With Democrats controlling both chambers of Congress for just a few more weeks, Biden said he would “start counting votes” to see how much support there might be for such legislation.
“I’m going to try to get rid of assault weapons,” he told reporters during a Thanksgiving Day visit to Nantucket Island off the coast of Massachusetts.
In less than one week, two major mass shootings claimed the lives of at least five people at a Colorado nightclub and at least six people at a Virginia Walmart, renewing once more the national debate over how to stop these horrific killings. Authorities say the Colorado suspect had both an AR-style rifle and a handgun, and the Virginia suspect, now deceased, used a handgun.
Assault-style weapons are frequently seen in the deadliest mass shooting rampages, including both the Uvalde school shooting and the Buffalo supermarket shooting that attracted national and international attention this year.
Biden has said repeatedly he is “determined to ban assault weapons” in the U.S. again after successfully helping implement a ban on new sales of certain semiautomatic weapons and large capacity magazines in 1994.

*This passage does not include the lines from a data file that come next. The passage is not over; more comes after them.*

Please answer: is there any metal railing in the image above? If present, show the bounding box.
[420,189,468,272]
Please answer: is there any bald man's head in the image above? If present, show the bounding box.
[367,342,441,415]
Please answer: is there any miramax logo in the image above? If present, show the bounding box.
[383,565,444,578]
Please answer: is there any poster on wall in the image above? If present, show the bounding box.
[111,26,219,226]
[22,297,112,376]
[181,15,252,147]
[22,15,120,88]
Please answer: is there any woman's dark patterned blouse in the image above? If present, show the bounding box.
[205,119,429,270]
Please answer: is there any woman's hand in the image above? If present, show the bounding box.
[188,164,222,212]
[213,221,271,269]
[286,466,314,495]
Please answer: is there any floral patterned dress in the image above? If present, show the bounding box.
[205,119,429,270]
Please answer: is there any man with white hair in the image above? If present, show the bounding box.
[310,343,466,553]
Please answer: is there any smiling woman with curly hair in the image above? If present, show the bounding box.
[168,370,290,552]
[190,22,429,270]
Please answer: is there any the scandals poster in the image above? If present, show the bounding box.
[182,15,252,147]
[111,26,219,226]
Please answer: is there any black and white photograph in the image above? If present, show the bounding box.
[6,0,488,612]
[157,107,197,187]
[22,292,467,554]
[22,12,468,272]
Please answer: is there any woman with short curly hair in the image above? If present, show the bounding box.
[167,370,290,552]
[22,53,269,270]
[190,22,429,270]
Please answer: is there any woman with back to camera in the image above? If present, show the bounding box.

Although the term “assault weapon” is often criticized by gun-rights advocates because its meaning is not well defined, it generally refers to semiautomatic rifles that are designed for rapid fire.
“The idea we still allow semiautomatic weapons to be purchased is sick, it’s just sick,” Biden said Thursday. “It has no social redeeming value, zero, none. Not a single, solitary rationale for it.”
The 1994 assault weapons ban was allowed to lapse after a decade, during the Bush administration.
Other potential solutions include red flag laws, which allow a judge to step in and prevent a person from accessing guns if they are deemed to be at risk of crisis. Some gun control advocates say these laws can be very effective, but greater public awareness is needed to help them reach their full potential.
Colorado has a red flag law in place, but why it was not used in the case of Anderson Lee Aldrich ― the Colorado club shooting suspect ― is not fully understood yet.
Biden remarked on the apparent lapse as he spoke to reporters on Nantucket.
“The idea that we’re not enforcing red flag laws … is ridiculous,” he said.